Hello good people,
First of all, thank you for creating this fantastic tool!
I am stuck with a particular task of information extraction and hoped I can have some of your precious input.
I have a few hundred, long (5-30 pages) pdf, doc and docx project documents from which I seek to extract specific information and store them in a structured database.
NER usually seems like a good solution for this, however, the documents all have very unique structures which can also change from document to document. For instance, a lot of relevant information is stored in tables as numbers, single keywords or longer text, whereas the column names are needed to make sense of them.

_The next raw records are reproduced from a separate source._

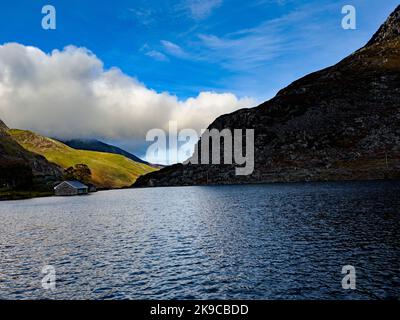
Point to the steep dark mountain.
(96, 145)
(21, 169)
(341, 123)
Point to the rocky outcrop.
(341, 123)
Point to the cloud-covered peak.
(68, 93)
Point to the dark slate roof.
(76, 184)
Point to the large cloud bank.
(69, 94)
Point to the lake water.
(229, 242)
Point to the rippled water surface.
(233, 242)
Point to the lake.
(280, 241)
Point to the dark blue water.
(235, 242)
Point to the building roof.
(75, 184)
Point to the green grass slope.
(108, 170)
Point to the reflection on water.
(233, 242)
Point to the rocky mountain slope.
(341, 123)
(108, 171)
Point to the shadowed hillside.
(341, 123)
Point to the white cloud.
(201, 9)
(68, 93)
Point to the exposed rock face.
(341, 123)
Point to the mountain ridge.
(339, 123)
(109, 171)
(97, 145)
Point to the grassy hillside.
(108, 170)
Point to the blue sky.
(193, 51)
(250, 48)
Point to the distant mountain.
(108, 170)
(341, 123)
(96, 145)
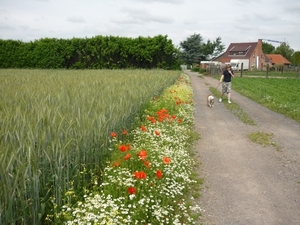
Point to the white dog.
(210, 100)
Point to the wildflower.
(113, 134)
(147, 164)
(127, 156)
(116, 164)
(123, 148)
(166, 160)
(158, 174)
(131, 190)
(128, 147)
(143, 128)
(140, 175)
(142, 154)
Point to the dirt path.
(244, 182)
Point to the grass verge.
(263, 138)
(235, 109)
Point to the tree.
(296, 58)
(194, 49)
(285, 50)
(267, 48)
(212, 49)
(191, 49)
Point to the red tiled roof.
(246, 49)
(277, 59)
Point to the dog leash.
(217, 86)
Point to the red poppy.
(140, 175)
(142, 154)
(123, 148)
(131, 190)
(166, 160)
(147, 164)
(113, 134)
(128, 147)
(127, 156)
(116, 164)
(158, 174)
(143, 128)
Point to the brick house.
(246, 50)
(278, 59)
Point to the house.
(278, 59)
(251, 51)
(247, 50)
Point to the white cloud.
(232, 20)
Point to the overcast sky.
(231, 20)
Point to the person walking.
(226, 85)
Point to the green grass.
(54, 127)
(279, 95)
(264, 139)
(235, 109)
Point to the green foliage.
(285, 50)
(272, 93)
(267, 48)
(54, 131)
(296, 58)
(100, 52)
(212, 49)
(194, 50)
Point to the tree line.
(99, 52)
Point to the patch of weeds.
(264, 139)
(235, 109)
(240, 113)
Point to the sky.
(234, 21)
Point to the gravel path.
(244, 182)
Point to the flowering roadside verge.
(147, 179)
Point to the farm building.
(251, 51)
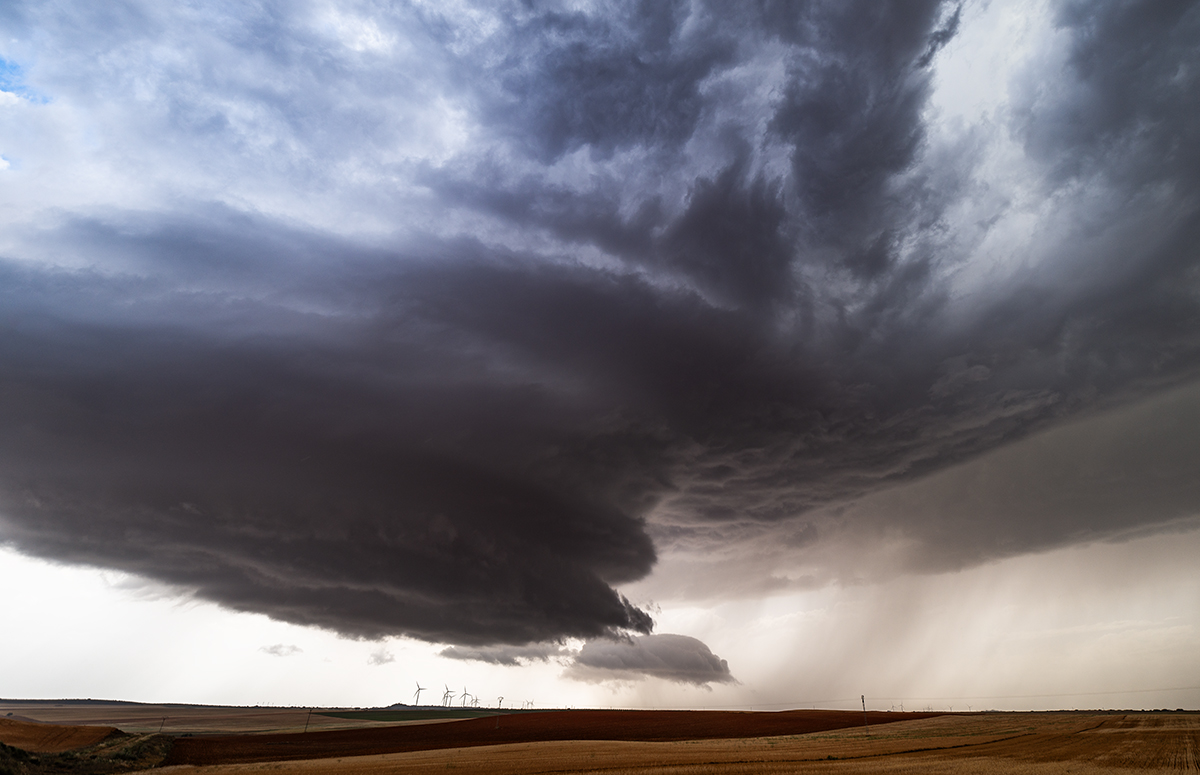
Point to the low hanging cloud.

As far as I understand, spaCys NER uses the surrounding words to identify entities, hence loading in the whole documents as raw text and manually tagging column keywords and phrases will probably not serve as good data.
It seems I have to do some sort of pre-processing, but I am unsure how I can automate pre-processing of different document types and structures to make it useful for Prodigy.
An example of the document structure is as follows:
Table (0.5 page)
Table (1 page)
Text (0.5 page)
Table (1 page)
Text (3 page) .... and so on.
As a last resort, I thought about just extracting the whole raw text from the documents (only removing linebreaks in python), and manually tag the information I want with ner.manual. However, I am not sure if I can “abuse” ner.manual to annotate whole paragraphs just for information extraction, especially while also using it to annotate real entities.
Also, is there a way to link the extracted information/entities back to the sentence/paragraph they are extracted from. I am asking, because often we will extract the same entity a few hundred times (for instance an organisation like “World Bank” and to make use of this information when query back, I need the surrounding context).
Many questions. My apologies. I hope you can shed some light on these issues.